Quanto tempo ci vorrà?
«Penso che in due o tre anni concluderemo gli studi per le applicazioni umane. A volte la ricerca di base può essere velocemente trasferita all'applicazione clinica, ma quello che prende tempo sono i controlli sulla sicurezza dei farmaci. Ma un po' di strada è stata fatta e penso che non ci voglia ancora molto. Un esito interessante è che ci sono farmaci dei quali non conoscevamo il funzionamento, adesso sappiamo che sono efficaci perché attivano i Tlr».

Bisogna essere giovani per fare scienza?
«Fisici e matematici danno il meglio da giovani.
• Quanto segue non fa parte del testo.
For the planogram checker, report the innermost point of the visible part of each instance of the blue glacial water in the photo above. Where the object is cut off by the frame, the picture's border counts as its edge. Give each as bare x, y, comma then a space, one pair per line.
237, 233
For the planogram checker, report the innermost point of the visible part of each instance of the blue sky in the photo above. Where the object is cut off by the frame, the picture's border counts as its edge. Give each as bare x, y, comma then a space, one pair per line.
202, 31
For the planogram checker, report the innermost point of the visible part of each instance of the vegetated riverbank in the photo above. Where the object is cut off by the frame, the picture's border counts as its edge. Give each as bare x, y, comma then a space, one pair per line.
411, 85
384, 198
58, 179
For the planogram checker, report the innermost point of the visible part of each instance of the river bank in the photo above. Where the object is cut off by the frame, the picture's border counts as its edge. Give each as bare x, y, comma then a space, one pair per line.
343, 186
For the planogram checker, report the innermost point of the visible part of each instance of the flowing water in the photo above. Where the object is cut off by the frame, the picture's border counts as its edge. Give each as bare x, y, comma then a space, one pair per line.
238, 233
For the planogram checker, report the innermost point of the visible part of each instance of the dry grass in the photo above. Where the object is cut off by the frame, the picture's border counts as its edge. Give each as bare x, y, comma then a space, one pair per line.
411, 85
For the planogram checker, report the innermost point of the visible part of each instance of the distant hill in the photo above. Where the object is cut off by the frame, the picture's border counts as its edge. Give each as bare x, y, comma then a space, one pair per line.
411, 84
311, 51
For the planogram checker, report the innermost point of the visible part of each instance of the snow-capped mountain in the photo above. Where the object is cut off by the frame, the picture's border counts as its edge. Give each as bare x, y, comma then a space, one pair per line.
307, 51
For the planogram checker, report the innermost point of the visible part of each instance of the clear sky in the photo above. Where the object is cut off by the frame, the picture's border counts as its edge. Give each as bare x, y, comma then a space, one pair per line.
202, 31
In biologia conta anche l'esperienza e perciò è possibile continuare a lavorare bene molto più a lungo. Ma l'elemento chiave nella longevità scientifica è mantenere la mente aperta e flessibile, evitare di diventare dogmatici. L'età può darti quel pizzico di scetticismo che è importante per evitare cantonate».

Per fare scienza contano più la curiosità o la disciplina?
«Il mistero è intorno a noi, soprattutto in campo medico. Noi non sappiamo come funzionano molte malattie: come medico, avendo visto molti pazienti nella mia carriera, so quali sono i problemi di base, ma come ricercatore devo chiarire i dettagli. Poi, gli scienziati migliori sfidano se stessi per trovare l'errore nelle proprie ipotesi, mentre gli scienziati deboli credono alle proprie ipotesi. È forse la parte più dura del mestiere di scienziato, avere il coraggio di sfidare le proprie idee. Mentire a se stessi è una tentazione per tutti, ma per gli scienziati è una questione di sopravvivenza professionale e devi essere duro e estremo con te stesso in questo».
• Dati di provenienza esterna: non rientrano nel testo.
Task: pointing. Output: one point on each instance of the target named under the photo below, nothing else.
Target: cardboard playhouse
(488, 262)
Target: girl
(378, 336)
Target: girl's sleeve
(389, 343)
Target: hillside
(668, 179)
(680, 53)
Come ha usato il Premio Nobel?
«Ho dato parte del denaro ai collaboratori che hanno contribuito alla scoperta centrale, perché penso che sia loro quanto mia. Ma il Nobel dà molto di più del denaro, perché è l'affermazione pubblica che si è dato un grande contributo alla scienza e si diventa un po' i più credibili nel proprio campo: così ho usato questo aspetto del premio per pianificare al meglio le mie ricerche, assicurarmi i migliori specialisti in circolazione per il mio laboratorio, trovare fondi per poter correre rischi altrimenti impossibili».

E ora su che cosa sta lavorando?
«Stiamo lavorando con metodiche genetiche sul cancro, per trovare se esistono mutazioni che lo sopprimono e di qui arrivare a farmaci che lo blocchino».

Una ricerca promettente?
«Presto per dirlo, ma prendere tempo è uno dei rischi che il premio Nobel mi permette di correre».